As I mentioned in my essay, the biggest problem for me with Roll Jordan Roll was Genovese’s analysis of religion. As a Marxist he tried too hard to account for the slaves’ religion in functionalist terms and did not address it seriously enough for what it was. Yes Genovese wrote against Blassingame, but he also tried to incorporate his findings within an analysis of hegemony. He tried to curb agency under the idea of hegemony. He tried to do too many things. Roll Jordan Roll is a good borscht, it has a bit of everything.

So how do you think we should think of agency in history?

It is certainly an important category, but the historical subject either has it or does not have it, the problem is with the idea of “affording agency.” As a response to the notion of victimization, historians portrayed the slaves as having agency. But if they have so much agency then what is the problem with slavery? After all slavery must have had some impact on the slaves. Also, we always talk about agency as a good thing, which it is not. Agency is bad too.

Are there studies of slavery that deal with agency in a way that you think is accurate?

Peter Wood’s book Black Majority about South Carolina and Flight and Rebellion about slave resistance by Gerald Mullin came out during the 70s too and dealt with agency in a much more historically accurate way.

What about Them Dark Days by William Dussinbere? Its portrayal of slavery in the rice plantations, which is what Peter Wood wrote about, had little to do with the agency paradigm, correct?

Yes that is a good corrective to Wood’s book actually. It taught you that slavery is primarily about work.

What about accounts of agency in Native American history, such as The Middle Ground by Richard White?

I like to call that book “The Slippery Slope,” because agency was a way for Indians not to be losers. It’s an episode in a longer durée. The long trajectory should always be incorporated into the study.
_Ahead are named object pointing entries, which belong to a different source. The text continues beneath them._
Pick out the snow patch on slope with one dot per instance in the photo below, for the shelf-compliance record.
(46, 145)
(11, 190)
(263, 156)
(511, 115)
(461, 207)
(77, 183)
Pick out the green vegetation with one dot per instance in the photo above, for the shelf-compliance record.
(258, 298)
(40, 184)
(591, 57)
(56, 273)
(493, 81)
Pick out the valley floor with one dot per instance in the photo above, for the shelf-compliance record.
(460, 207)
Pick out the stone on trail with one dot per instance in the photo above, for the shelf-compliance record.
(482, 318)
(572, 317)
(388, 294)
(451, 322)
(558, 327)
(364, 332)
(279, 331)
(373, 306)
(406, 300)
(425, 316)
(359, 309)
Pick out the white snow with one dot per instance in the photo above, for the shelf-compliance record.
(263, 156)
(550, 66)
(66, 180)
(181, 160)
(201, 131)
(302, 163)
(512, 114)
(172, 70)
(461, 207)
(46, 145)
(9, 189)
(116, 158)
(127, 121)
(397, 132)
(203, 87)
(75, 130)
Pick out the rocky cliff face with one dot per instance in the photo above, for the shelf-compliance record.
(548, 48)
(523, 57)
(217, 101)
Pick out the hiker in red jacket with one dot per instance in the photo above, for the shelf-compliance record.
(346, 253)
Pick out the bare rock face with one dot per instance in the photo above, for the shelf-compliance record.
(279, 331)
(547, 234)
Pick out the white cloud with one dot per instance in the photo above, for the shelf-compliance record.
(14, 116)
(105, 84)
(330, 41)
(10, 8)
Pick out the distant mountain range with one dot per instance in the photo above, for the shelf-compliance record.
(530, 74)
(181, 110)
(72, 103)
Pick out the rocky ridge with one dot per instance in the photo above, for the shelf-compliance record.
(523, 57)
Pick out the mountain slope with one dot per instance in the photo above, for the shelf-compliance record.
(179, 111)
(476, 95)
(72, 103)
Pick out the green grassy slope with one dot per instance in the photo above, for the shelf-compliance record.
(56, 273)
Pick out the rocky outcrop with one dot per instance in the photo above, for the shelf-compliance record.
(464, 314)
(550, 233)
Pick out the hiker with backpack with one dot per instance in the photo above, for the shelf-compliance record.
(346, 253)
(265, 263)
Do you think the idea of agency is more helpful for white people or for black people—or, in the case of The Middle Ground, Native peoples?

I suspect that it is more therapeutic for white people than for Natives or blacks. Americans find it hard to believe that their history was bad. It is often times a way to provide dignity to oppressed groups without portraying American history too negatively.
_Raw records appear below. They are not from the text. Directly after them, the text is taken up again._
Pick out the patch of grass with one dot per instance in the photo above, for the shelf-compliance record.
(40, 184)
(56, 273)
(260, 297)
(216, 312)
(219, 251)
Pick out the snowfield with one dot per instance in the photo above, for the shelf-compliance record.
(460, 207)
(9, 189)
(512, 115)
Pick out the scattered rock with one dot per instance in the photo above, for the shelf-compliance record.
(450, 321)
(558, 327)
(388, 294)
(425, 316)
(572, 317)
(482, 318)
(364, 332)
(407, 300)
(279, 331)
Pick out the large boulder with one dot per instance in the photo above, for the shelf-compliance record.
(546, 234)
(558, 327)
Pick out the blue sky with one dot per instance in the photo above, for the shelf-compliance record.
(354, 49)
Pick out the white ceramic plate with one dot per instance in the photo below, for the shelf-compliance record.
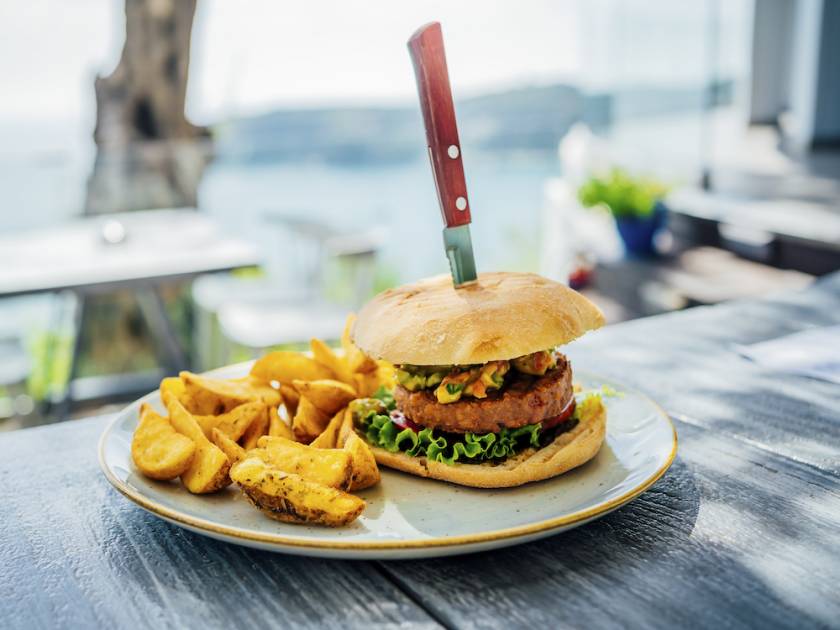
(410, 517)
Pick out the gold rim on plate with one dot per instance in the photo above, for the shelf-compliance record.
(466, 539)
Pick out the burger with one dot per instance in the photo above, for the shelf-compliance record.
(483, 397)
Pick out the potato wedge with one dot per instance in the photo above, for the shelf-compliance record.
(257, 429)
(158, 450)
(290, 498)
(173, 385)
(261, 390)
(283, 366)
(328, 436)
(365, 471)
(210, 396)
(290, 399)
(234, 423)
(337, 365)
(345, 430)
(356, 360)
(276, 426)
(327, 395)
(309, 421)
(228, 446)
(329, 467)
(208, 469)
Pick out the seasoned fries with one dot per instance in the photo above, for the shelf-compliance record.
(235, 422)
(327, 395)
(228, 446)
(308, 422)
(158, 450)
(365, 471)
(328, 436)
(284, 367)
(208, 469)
(276, 426)
(290, 498)
(330, 467)
(282, 433)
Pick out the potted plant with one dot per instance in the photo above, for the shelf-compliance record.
(634, 202)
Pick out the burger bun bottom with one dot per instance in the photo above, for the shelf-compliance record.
(568, 450)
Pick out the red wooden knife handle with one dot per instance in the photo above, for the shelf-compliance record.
(429, 59)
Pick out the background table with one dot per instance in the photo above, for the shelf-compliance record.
(743, 531)
(137, 251)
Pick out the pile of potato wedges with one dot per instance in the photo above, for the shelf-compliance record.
(283, 433)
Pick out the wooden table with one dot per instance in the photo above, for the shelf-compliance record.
(743, 531)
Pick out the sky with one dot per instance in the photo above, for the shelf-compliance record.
(255, 55)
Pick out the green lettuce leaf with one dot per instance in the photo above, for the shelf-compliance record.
(473, 448)
(381, 431)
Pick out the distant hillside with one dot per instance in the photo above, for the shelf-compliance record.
(531, 119)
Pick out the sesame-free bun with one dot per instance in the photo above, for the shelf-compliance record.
(568, 450)
(502, 316)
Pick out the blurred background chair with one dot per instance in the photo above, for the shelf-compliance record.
(324, 274)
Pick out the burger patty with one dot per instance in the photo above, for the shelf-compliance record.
(523, 400)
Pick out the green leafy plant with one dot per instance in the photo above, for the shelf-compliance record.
(622, 194)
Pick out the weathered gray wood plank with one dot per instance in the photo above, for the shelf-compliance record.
(685, 361)
(733, 536)
(76, 554)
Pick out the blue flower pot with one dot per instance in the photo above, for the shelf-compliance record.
(637, 233)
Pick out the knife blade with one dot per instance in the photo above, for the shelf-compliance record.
(429, 60)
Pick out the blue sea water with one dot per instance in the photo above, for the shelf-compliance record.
(506, 197)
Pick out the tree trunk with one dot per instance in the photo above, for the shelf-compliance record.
(148, 154)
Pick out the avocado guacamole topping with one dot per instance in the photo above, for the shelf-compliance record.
(451, 382)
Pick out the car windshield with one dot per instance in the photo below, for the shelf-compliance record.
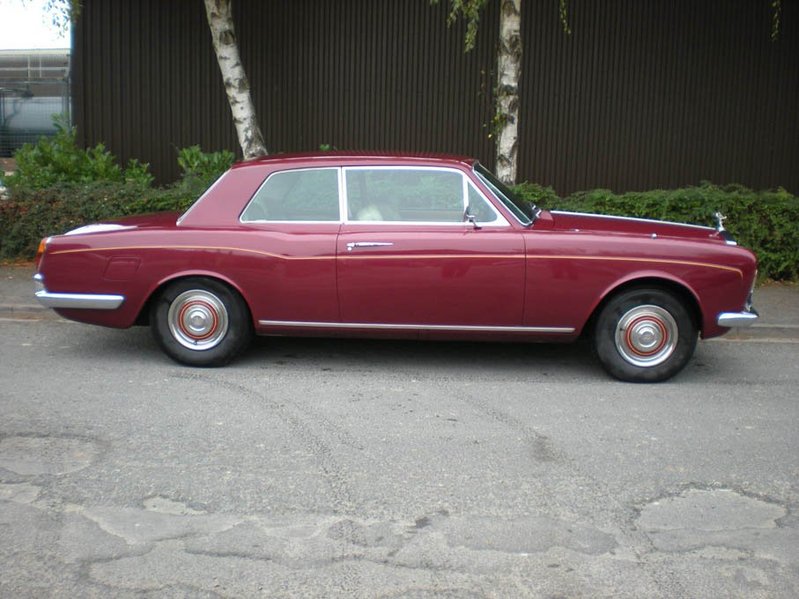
(526, 212)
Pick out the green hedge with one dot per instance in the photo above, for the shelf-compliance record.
(32, 214)
(766, 222)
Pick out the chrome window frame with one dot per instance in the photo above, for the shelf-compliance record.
(337, 221)
(490, 187)
(500, 222)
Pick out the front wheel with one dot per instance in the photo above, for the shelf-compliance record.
(644, 335)
(200, 322)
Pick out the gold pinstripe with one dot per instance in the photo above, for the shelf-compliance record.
(412, 256)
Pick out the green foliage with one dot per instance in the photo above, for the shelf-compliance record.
(469, 10)
(59, 186)
(58, 159)
(767, 222)
(203, 167)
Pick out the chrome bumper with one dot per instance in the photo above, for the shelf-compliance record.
(82, 301)
(737, 319)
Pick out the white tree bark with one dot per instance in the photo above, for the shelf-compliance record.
(237, 86)
(509, 58)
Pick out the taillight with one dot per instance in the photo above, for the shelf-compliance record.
(40, 251)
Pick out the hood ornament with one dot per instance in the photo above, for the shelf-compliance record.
(720, 218)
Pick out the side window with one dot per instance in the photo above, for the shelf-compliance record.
(404, 195)
(301, 195)
(478, 206)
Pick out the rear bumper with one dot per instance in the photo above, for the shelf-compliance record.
(82, 301)
(737, 319)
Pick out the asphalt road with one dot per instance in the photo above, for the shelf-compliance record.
(321, 468)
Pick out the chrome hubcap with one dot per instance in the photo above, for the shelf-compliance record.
(198, 319)
(646, 335)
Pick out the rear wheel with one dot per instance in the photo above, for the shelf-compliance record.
(644, 335)
(201, 322)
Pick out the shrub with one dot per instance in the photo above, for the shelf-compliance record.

Your books, Deromanticizing Black History and We Can’t Go Home Again: An Argument Against Afrocentrism, both seem to be in opposition to many of the ideas that came out of the Black Nationalist movement. What do you disagree with in Black Nationalism?

I never agreed with the notion that slaves were in a state of constant rebellion, which is an idea some historians of slave resistance took from Black Nationalists. I also don’t agree with them that blacks in America are a colonized people. Also, I never understood Afrophilia. Black history is unique, not similar to the history of Africans. Why aren’t Black Nationalists critical of the Africans who sold them?
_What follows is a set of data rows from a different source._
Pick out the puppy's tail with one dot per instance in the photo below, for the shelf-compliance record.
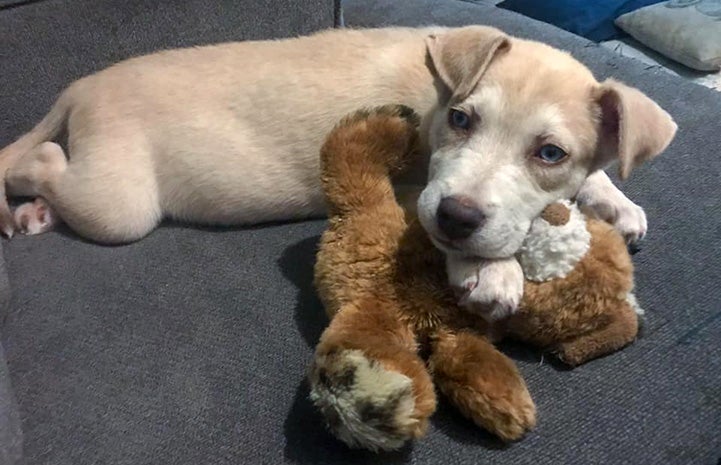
(46, 130)
(362, 152)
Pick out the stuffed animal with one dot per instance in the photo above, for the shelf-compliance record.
(396, 328)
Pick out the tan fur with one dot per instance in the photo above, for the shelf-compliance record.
(229, 133)
(383, 285)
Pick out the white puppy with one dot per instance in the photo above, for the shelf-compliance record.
(230, 134)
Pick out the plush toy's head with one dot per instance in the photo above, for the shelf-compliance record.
(555, 243)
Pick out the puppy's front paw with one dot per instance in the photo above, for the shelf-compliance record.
(492, 288)
(630, 221)
(364, 403)
(612, 206)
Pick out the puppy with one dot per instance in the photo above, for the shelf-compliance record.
(229, 134)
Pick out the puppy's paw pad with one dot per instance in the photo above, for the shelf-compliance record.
(34, 217)
(364, 404)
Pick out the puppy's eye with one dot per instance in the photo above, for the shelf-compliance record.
(551, 154)
(458, 119)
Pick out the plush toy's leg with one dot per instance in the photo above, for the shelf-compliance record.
(483, 383)
(368, 380)
(620, 331)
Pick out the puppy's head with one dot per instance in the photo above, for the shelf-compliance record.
(523, 126)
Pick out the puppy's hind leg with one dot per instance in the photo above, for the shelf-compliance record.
(38, 216)
(97, 197)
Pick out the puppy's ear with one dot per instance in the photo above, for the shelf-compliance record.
(633, 127)
(460, 56)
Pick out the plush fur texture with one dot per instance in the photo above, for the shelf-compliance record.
(396, 328)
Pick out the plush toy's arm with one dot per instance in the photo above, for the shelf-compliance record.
(492, 288)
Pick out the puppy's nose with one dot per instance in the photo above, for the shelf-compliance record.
(458, 217)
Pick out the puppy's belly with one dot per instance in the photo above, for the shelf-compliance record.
(235, 181)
I am sure you know that many white folks use that excuse—that Africans are just as complicit in slavery as Europeans—to subvert criticism of Europeans and of slavery more broadly. Why did you still feel it is important to write critically?

Because it was romantic horseshit. I’m a believer in critical history. I have always admired, for instance, the Jewish tradition of writing critically. Hannah Arendt is one of my favorite people. I felt that black history became an exercise in romanticism. I’m a big fan of Norman Mailer and Philip Roth, who as Jews wrote critically of their own culture.